La pression de la menace terroriste

Accuser Chafi, conseiller personnel de Compaoré comme terroriste, c’est aussi accuser Kosyam d’accointances avec un terroriste ; ce qui ne pouvait pas plaire à l’enfant terrible de Ziniaré. L’inimitié intime s’était donc exacerbée entre Compaoré et Abdel Aziz. Initié, le président Michel Kafando en sait quelque chose.

Il le dit sans langue de bois. «Il faut dire les choses clairement! Jusqu’à cette année (2015), les relations entre la Mauritanie et le Burkina n’étaient pas véritablement au beau fixe». «Entre les deux pays, ajoute-t-il, ce n’était pas des relations teintées de grande chaleur». Sur certains sujets comme le terrorisme au Sahel, les deux pays ont généralement adopté des positions proches, dans des cadres multilatéraux comme l’Union africaine, les Nations unies et bien d’autres organisations.

Mais c’est tout. Plus que pour dépeindre les tensions entre deux hommes, le président burkinabè a voulu juste que ses compatriotes sachent à quoi s’en tenir en Mauritanie. Sa lecture est partagée du côté des observateurs mauritaniens.

Isselmou Ould Moustapha, directeur de publication de l’hebdomadaire mauritanien Tahalil, journaliste politique, a confié, le 20 décembre 2014 au sortir du sommet du G-5 Sahel à Nouakchott que: «les relations étaient détériorées, parce que le président Blaise Compaoré a abrité chez lui un opposant supposé être radical vis-à-vis du régime du président Adel Aziz». Et bien avant Adel Aziz, a-t-il poursuivi, "il y avait des antécédents, même du temps de Ould Taya".

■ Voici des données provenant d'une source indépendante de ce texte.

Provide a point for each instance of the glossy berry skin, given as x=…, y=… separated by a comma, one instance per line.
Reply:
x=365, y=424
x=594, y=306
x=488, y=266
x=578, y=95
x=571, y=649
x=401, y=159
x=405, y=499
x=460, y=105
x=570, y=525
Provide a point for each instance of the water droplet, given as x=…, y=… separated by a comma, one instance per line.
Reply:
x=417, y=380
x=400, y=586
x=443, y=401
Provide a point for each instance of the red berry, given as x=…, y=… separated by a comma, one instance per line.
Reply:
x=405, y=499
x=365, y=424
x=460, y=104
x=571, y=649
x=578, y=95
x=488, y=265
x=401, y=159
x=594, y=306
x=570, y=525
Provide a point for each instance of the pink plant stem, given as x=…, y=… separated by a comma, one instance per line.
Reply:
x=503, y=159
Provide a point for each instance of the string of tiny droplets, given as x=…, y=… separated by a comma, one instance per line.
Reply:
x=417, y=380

C’est vrai que Blaise Compaoré et Adel Aziz ont tenté un rapprochement d’intérêt au début de 2014. La lutte contre le terrorisme les avait convaincus de la nécessite d’unir leurs forces. Adebl Aziz, en officier militaire général, avait pris la juste mesure que la réalité des menaces terroristes ne saurait être l’œuvre de Chafi, soit-il connecté, ou des opposants radicaux à son pouvoir.

En tous les cas, il avait accueilli Blaise Compaoré, en février 2014, pour parler de coopération et de partage d’informations en matière de sécurité dans le Sahel, dans le cadre du G-5 Sahel. Les deux officiers militaires, ex-putschistes, avaient ainsi entamé un timide rapprochement face à des terroristes revigorés depuis la chute de Mouammar Kadhafi.

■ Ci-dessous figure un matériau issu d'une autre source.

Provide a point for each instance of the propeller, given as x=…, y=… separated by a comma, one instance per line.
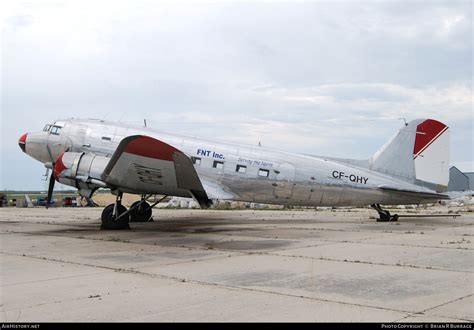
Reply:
x=56, y=170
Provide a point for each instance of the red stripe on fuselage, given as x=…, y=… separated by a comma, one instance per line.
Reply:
x=426, y=133
x=152, y=148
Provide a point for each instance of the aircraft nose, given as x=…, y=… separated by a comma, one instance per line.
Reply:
x=22, y=142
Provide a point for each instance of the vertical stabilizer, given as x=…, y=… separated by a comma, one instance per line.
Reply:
x=418, y=153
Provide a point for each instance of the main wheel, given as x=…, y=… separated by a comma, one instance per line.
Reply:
x=110, y=222
x=140, y=214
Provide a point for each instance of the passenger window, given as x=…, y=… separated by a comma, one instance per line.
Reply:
x=56, y=130
x=263, y=173
x=217, y=164
x=241, y=169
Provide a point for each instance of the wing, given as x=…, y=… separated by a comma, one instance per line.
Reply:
x=144, y=165
x=413, y=193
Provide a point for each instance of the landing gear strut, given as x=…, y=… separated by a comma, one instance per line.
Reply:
x=115, y=216
x=384, y=215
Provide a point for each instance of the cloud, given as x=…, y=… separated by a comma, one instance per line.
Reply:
x=315, y=77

Peut-être que l’équation malienne, dans laquelle le Burkina Faso et la Mauritanie jouent le rôle de pays de champs et médiateurs attitrés et occasionnels, a eu un effet sur les deux hommes. Il n’en demeure pas moins, que la posture du président mauritanien vis-à-vis du Burkina Faso, a changé radicalement après la chute de Blaise Compaoré.

Abdel Aziz avait, sans doute, une revanche à prendre sur Compaoré et son protégé Chafi. Surtout, il aurait pu avoir besoin de prendre la tunique abandonnée par Compaoré. Devenu incontestable en Afrique de l’Ouest, le fin stratège burkinabè laissait vacant le siège de leader sous-régional, en termes d’influence et de gestion de crises. Le farouche opposant aux islamistes qu’est Abdel Aziz, peut se sentir le mieux placé pour succéder à son ennemi juré. Auquel cas, il lui fallait donc se montrer bon père envers le peuple burkinabè.

Kafando à Nouakchott

Pour leur part, les autorités de la Transition du «pays des Hommes intègres», ont vite fait d’accepter cette bienveillance du Mauritanien. Surtout, si cela évite des sanctions internationales et offre un allié de taille comme Abdel Aziz, homme d’expérience.

Investi président consensuel le 21 novembre 2014, Michel Kafando est encore balbutiant à son poste, lorsqu’il arrive en Mauritanie, du 17 au 20 décembre 2014. A Nouakchott, la capitale mauritanienne, le président Kafando prend part au tout premier Sommet des chefs d’Etat et de gouvernement des pays participant au «processus de Nouakchott», sur la coopération sécuritaire au Sahel.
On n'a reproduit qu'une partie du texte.